The debate as old as time, Republicans vs. Democrats.
Except now, we have a real issue at hand. Thousands of people across the country are in absolute disgust as Donald Trump becomes our 45th President as he won the Electoral vote. People are not particularly ecstatic about this Money-loving, "my father gave me a small loan of a million dollars" man, and more importantly, minorities are being targeted all over the United States as White Supremacist groups have risen from the shadows, and are taking the idea of Trump's presidency as an opportunity to segregate America and plunge us back into the dark ages
In less than two years, I will be an educator, it has always been my dream to know that I can influence a group of kids and make them shine with ideas and freedom of expression. Since Donald Trump was elected president not even a full week ago, kids as young as five are being targeted due to their race and ethnicity in schools.

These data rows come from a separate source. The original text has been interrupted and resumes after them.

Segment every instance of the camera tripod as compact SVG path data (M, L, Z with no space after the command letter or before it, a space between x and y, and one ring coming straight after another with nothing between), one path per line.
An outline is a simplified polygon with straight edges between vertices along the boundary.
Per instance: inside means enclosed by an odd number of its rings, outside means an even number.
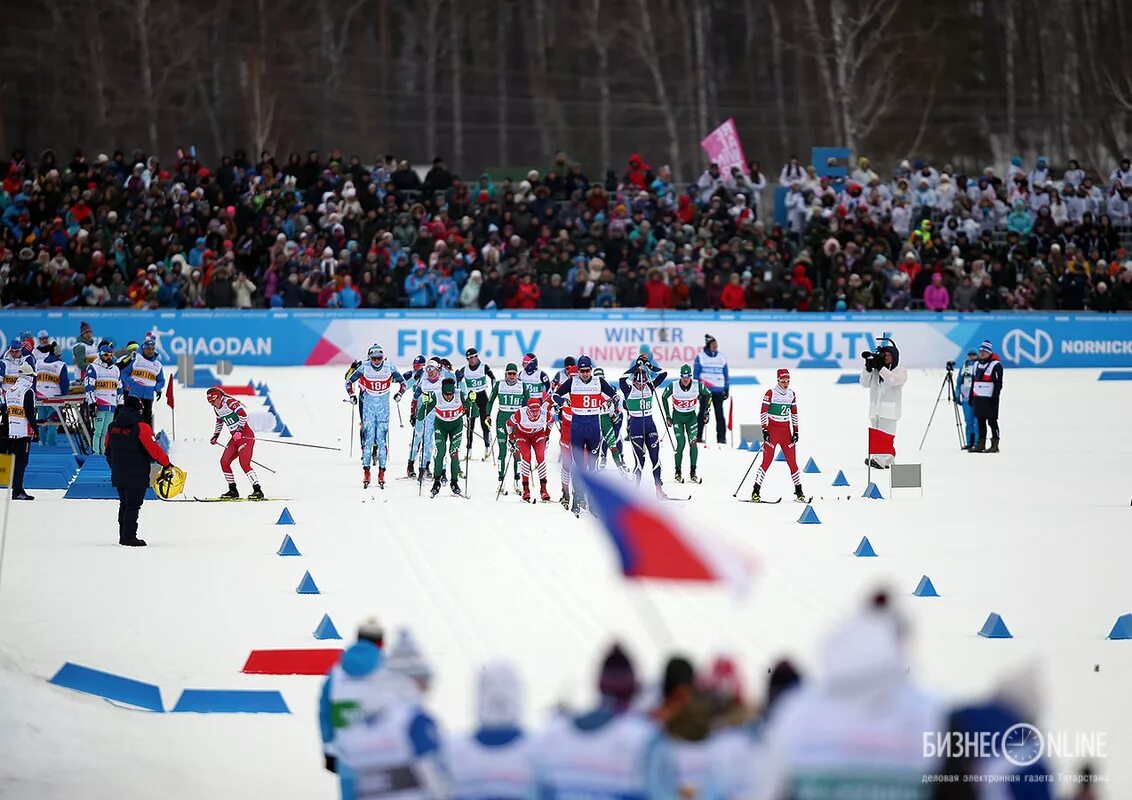
M939 386L939 394L935 396L935 405L932 406L932 415L928 417L927 427L924 428L924 436L920 439L920 449L924 449L924 442L928 440L928 431L932 428L932 420L935 419L935 412L939 410L939 401L943 397L943 393L947 392L947 402L951 404L951 410L955 413L955 433L959 437L959 449L962 450L967 444L963 436L963 422L959 418L959 404L955 402L955 371L951 363L948 362L947 374L943 376L943 383Z

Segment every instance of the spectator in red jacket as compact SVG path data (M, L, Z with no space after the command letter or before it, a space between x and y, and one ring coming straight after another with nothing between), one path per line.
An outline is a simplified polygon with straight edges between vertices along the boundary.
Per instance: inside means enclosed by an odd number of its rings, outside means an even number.
M521 310L538 308L540 297L542 297L542 290L539 289L538 284L532 280L531 273L524 272L522 277L519 278L519 286L515 290L513 308Z
M645 281L645 308L672 308L672 289L660 276L660 270L649 270Z
M814 282L806 275L805 264L795 264L790 277L794 308L798 311L810 310L810 297L814 293Z
M747 307L743 287L739 284L738 272L731 273L727 285L723 287L723 292L719 295L719 304L728 311L742 311Z

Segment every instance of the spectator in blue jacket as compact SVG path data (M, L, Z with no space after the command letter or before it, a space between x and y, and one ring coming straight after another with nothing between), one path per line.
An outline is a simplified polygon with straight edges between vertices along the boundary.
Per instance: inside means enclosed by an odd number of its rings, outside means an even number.
M361 304L362 296L354 288L354 279L347 275L342 282L342 288L338 290L338 307L357 308Z
M409 308L429 308L433 304L432 277L428 266L419 258L413 260L413 271L405 278L405 294Z
M1034 220L1026 210L1024 200L1014 201L1014 210L1006 217L1006 230L1014 231L1020 236L1029 236L1034 227Z
M455 308L460 300L460 287L451 275L440 272L432 284L437 308Z
M979 422L975 419L975 407L971 404L971 381L974 380L975 362L978 354L974 350L967 351L967 358L959 368L955 377L955 402L963 409L963 422L966 436L964 437L964 450L970 450L979 439Z
M727 444L727 419L723 416L723 401L731 394L731 372L727 359L719 352L719 342L710 333L704 337L703 352L696 356L693 377L703 381L711 391L711 406L715 412L715 438L719 444ZM704 441L704 427L707 414L700 416L700 442Z

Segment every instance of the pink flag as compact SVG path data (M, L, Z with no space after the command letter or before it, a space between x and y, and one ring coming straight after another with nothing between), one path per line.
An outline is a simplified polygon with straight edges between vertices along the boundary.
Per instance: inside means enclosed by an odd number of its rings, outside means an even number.
M739 131L733 117L728 117L726 122L709 133L700 142L700 147L708 154L708 158L719 165L722 174L730 175L732 167L738 167L744 175L749 174L747 158L743 155L743 145L739 142Z

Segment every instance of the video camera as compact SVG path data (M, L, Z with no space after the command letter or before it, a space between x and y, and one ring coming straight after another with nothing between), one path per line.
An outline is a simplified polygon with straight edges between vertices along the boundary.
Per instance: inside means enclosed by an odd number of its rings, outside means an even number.
M884 366L884 353L880 350L866 350L861 353L865 359L865 372L872 372Z
M952 372L955 369L955 362L954 361L948 361L946 364L944 364L944 366L947 367L948 372Z

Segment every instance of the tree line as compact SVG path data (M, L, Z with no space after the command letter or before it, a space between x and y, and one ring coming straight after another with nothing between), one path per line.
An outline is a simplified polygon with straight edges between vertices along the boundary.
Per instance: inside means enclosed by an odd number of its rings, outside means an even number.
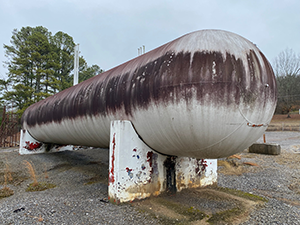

The real question I have, is why is this happening?
Why did all of a sudden, people neglect all ideas of equality and abandon all hope of peace, to raise their children in a society filled with hate?
I have done my research and have heard stories from so many people of so many backgrounds about their lives since 11/8/16. These were some of the stories I heard;
A Muslim eighth-grader says other kids, including some who were her friends, have called her a terrorist. That's not something she's heard until this year.
A Hispanic student who was born in the U.S. says he's been told to "go back to the border" and "it's not right for you to be here."
Sunday, the phrase “Hang a n****r from a tree” was painted over a sign that said “equal rights.” Police are taking action against it.
Monday, Raw Story reported an incident where “Heil Trump” was painted."
A message of unity taken from a quote from activist Shaun King was painted onto a sign. It read, “Dear Muslims, immigrants, women, disabled, LGBTQ and all people of color, we love you boldly and proudly. We will endure.” Someone spray-painted Trump 2016 over it.
How do we make it safe for our kids? How do we approach a student in our class who is attacking a young Muslim girl for her traditional dress? How do we explain to a black boy why no one will play with him at recess?
One educator at Columbia College, a women's liberal arts school had something to say in regards to the women who enter her classroom. In a letter to her students, Dr. Jade Huell made aware that her classroom would be one without hate and without judgement. She made it known that she sees what is going on in the world, and how it affects everyone. You can read the full letter here.
Pictured above, Dr. Jade Huell
"I just got off the phone with a student who was berated in class by a professor because she refused to acknowledge Trump's Presidency. I refuse to accept his presidency. It is hard to teach in this environment because while my instinct is to protect my students, I find myself needing to protect myself. Trump's rise has brought out the worst in America, the worst in humanity. I am still not prepared to confront the worst elements of our culture in my classroom. In short, I'm afraid for my students and I am just plain old afraid."
In less than two years I will be in a classroom filled with open minds and hearts the size of mountains. In less than two years I will have to face the innocence being lost to those who feel unsafe in a setting that should be the safest place they can have. In less than two years I will have to have a tough discussion with kids of color and ethnicity about how important they are to me, and to everyone else rooting for them. In less than two years, I will have their brains to mold, and to teach them life lessons that will carry them on through their 12 years of schooling.
In less than two years, I will make sure that my classroom is a hate-free, safe zone for anyone who enters it. In two years, I will explain to my kids, unbiased, about what the President's role is. In two years I will get questions about who I want to vote for in the next election. In two years I will have coworkers who do not hold the same views and values as me, but I will respect them, and choose not to discriminate. I will raise the kids that come in my classroom to do the same.
And to the parents of any future kids I have, I can promise you that your children will be safe with me. Your children, as well as myself, will not tolerate discrimination of any kind. I promise that my classroom will be a safe space for them to be free-thinkers, but also have compassion and love.
In two years, I will make a difference.